And you know what else, Hector? I put you in that chair. Oh, yeah. Your heart meds? I switched them for sugar pills. You were dead and buried, and I had to watch this asshole bring you back. So when you are sitting in your shitty nursing home, and you are suckin’ down on your Jell-O night after night for the rest of your life, you think of me, you twisted fuck.
– Varga, Ignacio

Vince Gilligan e Peter Gould têm tanta segurança no que fazem que, por vezes, eles se dão o luxo de literalmente tirar onda, de criar sequências só porque eles podem criá-las, ainda que elas nunca realmente existam no vácuo ou por desejos vazios dos criadores. Rock and Hard Place começa com uma dessas cenas, nada menos do que um sensacionalmente bem executado plano sequência que é, ao mesmo tempo, um plano detalhe mostrando a terra vermelha do deserto e a vegetação ressecada local que é quebrada por uma linda planta de flores azuis, com a câmera rente ao chão finalmente repousando sobre um caco de vidro enquanto, ao fundo, uma tempestade se forma.

Esse preâmbulo que, ao final, aprendemos que é um posfácio e, mais do que isso, um epitáfio, é, sem dúvida alguma, uma bela maneira de marcar um momento histórico no Universo Breaking Bad, em que finalmente descobrimos o fim de Ignacio “Nacho” Varga, personagem citado pela primeira vez em Better Call Saul, oitavo episódio da segunda temporada de Breaking Bad, e que deu as caras na forma de Michael Mando em Mijo, segundo episódio da primeira temporada do spin-off. Foi um encerramento de arco poderoso, inesquecível, que coloca Nacho diante de quase todos os vilões da série, mas não subjugado e amedrontado, apesar de estar de joelhos e amarrado (não sem querer, quase igual a Saul Goodman quando ele cita o nome “Ignacio” em Breaking Bad), mas sim no controle da situação, morrendo da forma como escolheu morrer: por suas mãos e protegendo seu querido pai, depois de falar tudo o que queria falar sobre Hector, Lalo e os Salamancas em geral e, também, sobre o “Homem das Galinhas”, em últimas palavras cujo trecho final coloquei no começo da crítica e que, enquanto escrevo, não saem de minha cabeça.

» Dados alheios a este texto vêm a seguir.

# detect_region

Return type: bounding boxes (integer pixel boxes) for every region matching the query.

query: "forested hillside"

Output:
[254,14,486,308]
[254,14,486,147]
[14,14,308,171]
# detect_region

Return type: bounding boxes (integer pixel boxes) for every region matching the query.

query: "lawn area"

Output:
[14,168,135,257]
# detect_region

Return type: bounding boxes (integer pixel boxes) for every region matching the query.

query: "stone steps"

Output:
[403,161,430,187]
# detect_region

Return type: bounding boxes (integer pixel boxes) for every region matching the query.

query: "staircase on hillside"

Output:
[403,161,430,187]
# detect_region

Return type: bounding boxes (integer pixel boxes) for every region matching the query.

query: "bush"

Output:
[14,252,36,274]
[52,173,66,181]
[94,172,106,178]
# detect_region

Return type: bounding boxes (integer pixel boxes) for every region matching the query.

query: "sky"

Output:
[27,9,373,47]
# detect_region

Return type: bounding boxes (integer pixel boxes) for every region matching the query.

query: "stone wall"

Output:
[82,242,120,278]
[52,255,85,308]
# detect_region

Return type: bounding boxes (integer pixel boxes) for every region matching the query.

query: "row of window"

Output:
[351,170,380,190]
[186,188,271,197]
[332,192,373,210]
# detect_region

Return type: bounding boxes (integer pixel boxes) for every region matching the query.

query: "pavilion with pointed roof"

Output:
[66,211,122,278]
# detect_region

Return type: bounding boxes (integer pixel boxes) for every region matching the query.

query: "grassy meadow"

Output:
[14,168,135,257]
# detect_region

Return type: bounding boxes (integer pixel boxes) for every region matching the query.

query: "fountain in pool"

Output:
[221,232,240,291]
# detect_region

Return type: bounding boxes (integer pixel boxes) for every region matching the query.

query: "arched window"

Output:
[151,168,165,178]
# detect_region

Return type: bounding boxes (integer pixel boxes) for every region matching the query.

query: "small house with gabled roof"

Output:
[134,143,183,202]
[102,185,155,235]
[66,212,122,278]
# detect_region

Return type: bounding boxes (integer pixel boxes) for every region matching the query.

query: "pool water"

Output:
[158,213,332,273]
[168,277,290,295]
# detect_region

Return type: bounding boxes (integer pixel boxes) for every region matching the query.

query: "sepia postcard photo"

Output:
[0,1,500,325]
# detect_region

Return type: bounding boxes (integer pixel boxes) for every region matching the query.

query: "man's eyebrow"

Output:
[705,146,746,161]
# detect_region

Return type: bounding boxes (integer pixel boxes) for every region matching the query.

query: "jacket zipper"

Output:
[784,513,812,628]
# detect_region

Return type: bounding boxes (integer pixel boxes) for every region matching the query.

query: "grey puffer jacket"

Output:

Ver a feição de Hector Salamanca se contorcer primeiro no desespero de indicar o verdadeiro mandante do “assassinato” de Lalo e, depois, mais ainda quando Nacho revela que foi ele quem o fez ficar do jeito que está, tendo que se comunicar com uma campainha, foi o perfeito acompanhamento para o grandioso momento climático, com o dénouement, com o mesmo Hector atirando sem parar no corpo sem vida estirado a seus pés em uma explosão até hilária de fúria, sendo a quase que literal cereja no bolo da tragédia do traficante por quem amávamos torcer. Aliás, minto, a cereja no bolo vem quando percebemos, em retrospecto, que Nacho era o único personagem da cena cujo destino final desconhecíamos e que, agora, só há dois outros personagens realmente importantes – descontarei Howard aqui por razões óbvias – que não sabemos como acabarão, Lalo e, claro, Kim. É assim que notamos com toda a clareza possível que o fim dessa maravilha audiovisual realmente está próximo.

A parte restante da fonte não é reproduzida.